Following colonisation in 1788, rabbits became rife in Australia. What started as an opportunity for sport and a source of food soon became a scourge. Their rate of spread in Australia is believed to be the fastest of any colonising mammal in the world. They were in Western Australia and the Northern Territory by 1900. Expansion was aided by existing native animal burrows and habitat modification for farming, as well as further deliberate introductions for meat and hunting. In the 1950s myxomatosis was instituted to curb their numbers. Other infectious controls have been used but rabbits managed to survive and are once again a reasonably common feral game animal.

There are seven different genera in the family classified as rabbits. These include the European rabbit (Oryctolagus cuniculus), Cottontail rabbit (genus Sylvilagus; 13 species) and the Amami rabbit (Pentalagus furnessi), an endangered species in Japan. There are many other species and along with pikas and hares, make up the order Lagomorpha. All breeds of domestic rabbit originate from the European version.

The male is called a buck and the female a doe. Rabbits generally measure 400-450mm in length with ears about 85mm long. They have compact bodies with long, powerful hind legs. Rabbit fur is usually long and soft, grey/brown in colour with white underparts and a short tail. Long ears are an adaptation for detecting predators. The smallest is the pygmy rabbit (Brachylagus idahoensis), 200mm in length and 0.4kg in weight. The largest rabbits grow to 500mm and more than 2kg. Wild rabbits are fairly uniform in body proportion and size. In Australia, adults are usually 1-2.25kg in weight and 350 to 450mm in length.

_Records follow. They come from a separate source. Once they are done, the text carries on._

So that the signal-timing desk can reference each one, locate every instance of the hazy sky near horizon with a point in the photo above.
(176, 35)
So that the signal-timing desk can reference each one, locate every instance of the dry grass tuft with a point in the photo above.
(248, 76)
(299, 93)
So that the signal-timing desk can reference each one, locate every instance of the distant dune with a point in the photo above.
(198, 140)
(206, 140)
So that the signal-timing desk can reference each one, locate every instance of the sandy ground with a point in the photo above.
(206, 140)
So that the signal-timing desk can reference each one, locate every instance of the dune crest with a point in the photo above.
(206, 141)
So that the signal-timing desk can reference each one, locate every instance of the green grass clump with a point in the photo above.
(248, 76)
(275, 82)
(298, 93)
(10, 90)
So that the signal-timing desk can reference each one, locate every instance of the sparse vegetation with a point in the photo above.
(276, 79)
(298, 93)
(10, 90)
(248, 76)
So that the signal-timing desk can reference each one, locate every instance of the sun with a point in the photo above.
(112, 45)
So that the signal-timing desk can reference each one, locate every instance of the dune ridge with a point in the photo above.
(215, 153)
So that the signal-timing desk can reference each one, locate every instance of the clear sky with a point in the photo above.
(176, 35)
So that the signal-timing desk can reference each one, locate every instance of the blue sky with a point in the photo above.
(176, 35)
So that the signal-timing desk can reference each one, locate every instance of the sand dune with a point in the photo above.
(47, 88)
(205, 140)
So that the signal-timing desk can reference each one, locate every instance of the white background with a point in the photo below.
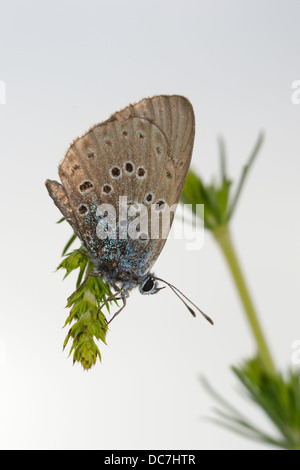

Rabbits live in environments covering desert, tropical forest and wetland, including urban and coastal areas. They are abundant in grassland zones where the soil allows them to make extensive, well-drained burrows. They also like hedges or patches of woodland that offer shelter and cover. As herbivores they feed on grass and leafy weeds. They prefer low vegetation, deep sandy soils and refuge such as scrub, blackberries or fallen logs. Large warrens are constructed up to 3m deep and 45m long. These complexes are generally larger in more open country. Warrens provide cover and protection from predators and extreme temperatures. They allow rabbits to live in open grasslands, grazed pasture and arid land.

Where there is abundant surface cover, rabbits may live above ground. They eat all vegetable matter and will gnaw tree bark in winter months. A secret to survival is that they re-swallow up to 80 per cent of their faeces to use food more efficiently in a procedure known as refection.

As part of their digestive process rabbits drop two types of faecal pellets, soft and hard. The soft pellets, produced mainly during the day, are eaten directly from the anus. This is called coprophagy. It allows the extraction of remaining protein and moisture from food and more efficient digestion of fibrous plant material. It assists survival with minimal free water. Hard pellets seen on the ground are the end result of this digestion practice and are usually dropped during late afternoon and night.

As herbivores, rabbits eat a wide variety of plants including crops, roots, pastures and young trees and vines, preferring short, succulent plants. Nine rabbits equate to about one sheep. They feed rapidly for the first half-hour of grazing, usually late afternoon, followed by about half an hour of more selective feeding. During this period they will excrete many hard faecal pellets that won’t be re-ingested. In a low threat environment they may stay outdoors for hours to continue grazing.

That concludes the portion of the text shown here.